Keeping Your Child Comfortable in Transit
Prevent common stressors that often arise mid-air.
- Dress your little one in layers. This will help ensure your child is comfortable in the wide range of temperatures we often encounter on planes. Choose outfits that make changing diapers in a small space easy, and be sure to pack an extra change of clothes in case turbulence hits during changing or feeding.

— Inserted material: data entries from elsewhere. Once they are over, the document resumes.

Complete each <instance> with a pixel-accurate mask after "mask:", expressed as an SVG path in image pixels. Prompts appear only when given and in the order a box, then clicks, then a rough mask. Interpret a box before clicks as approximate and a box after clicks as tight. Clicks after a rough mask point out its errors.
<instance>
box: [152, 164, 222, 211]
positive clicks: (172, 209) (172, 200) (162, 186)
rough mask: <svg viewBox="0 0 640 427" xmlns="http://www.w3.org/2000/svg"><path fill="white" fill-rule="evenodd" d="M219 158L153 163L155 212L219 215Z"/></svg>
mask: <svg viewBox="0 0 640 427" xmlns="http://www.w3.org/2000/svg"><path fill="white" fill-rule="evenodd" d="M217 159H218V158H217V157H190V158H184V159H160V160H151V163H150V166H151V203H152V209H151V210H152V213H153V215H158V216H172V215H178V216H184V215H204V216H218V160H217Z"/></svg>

- Anticipate ear pain during takeoff and landing, when changes in pressure can cause pain and discomfort. If your child has had an ear infection in the last two weeks, ask their doctor if they are cleared to fly. Having your baby drink from the breast or a bottle, or suck on a pacifier, can help. If your child has a cold or ear infection, check with your doctor before administering a dose of acetaminophen or ibuprofen.
- Bring cotton balls, small earplugs, or noise-canceling headphones to reduce the level of loud jet engine noise your child is exposed to.
- If possible, travel at a time when your little one naturally sleeps. You might also try to put off naptime until it’s time to fly. Keep in mind that sleeping babies are easier for everyone!
- Do not use Benadryl to help your child sleep without talking to your doctor. This medication can have serious side effects, especially if repeated doses are given on long flights. Once you get the go-ahead and correct dose from your doctor, try it at home first. Instead of getting sleepy, some children react to the medicine by becoming more awake.
- Pack toys and books to distract your kiddo. Be ready to play the entire flight, and if toys and books stop working, a tablet with videos can be a good backup.
When You Get Where You’re Going: Reminders from the American Academy of Pediatrics
- Remember that the homes you visit may not be childproofed. Keep an eye out for cleaning products, medicines, unattended bags, small objects, and other dangerous items or areas that could be within reach for your kids.
- Keep a list of important phone numbers you or your babysitter might need in case of an emergency. This list should always include the police and fire department, your pediatrician, and the National Poison Helpline, 1-800-222-1222. Laminate the list to prevent it from tearing or getting damaged.
- Stick to your child's usual routines, including sleep schedules and nap times, to help both you and your little one enjoy stress-free celebrations.
No matter where your travels take you, we hope you and your family enjoy a safe, healthy, and fun holiday!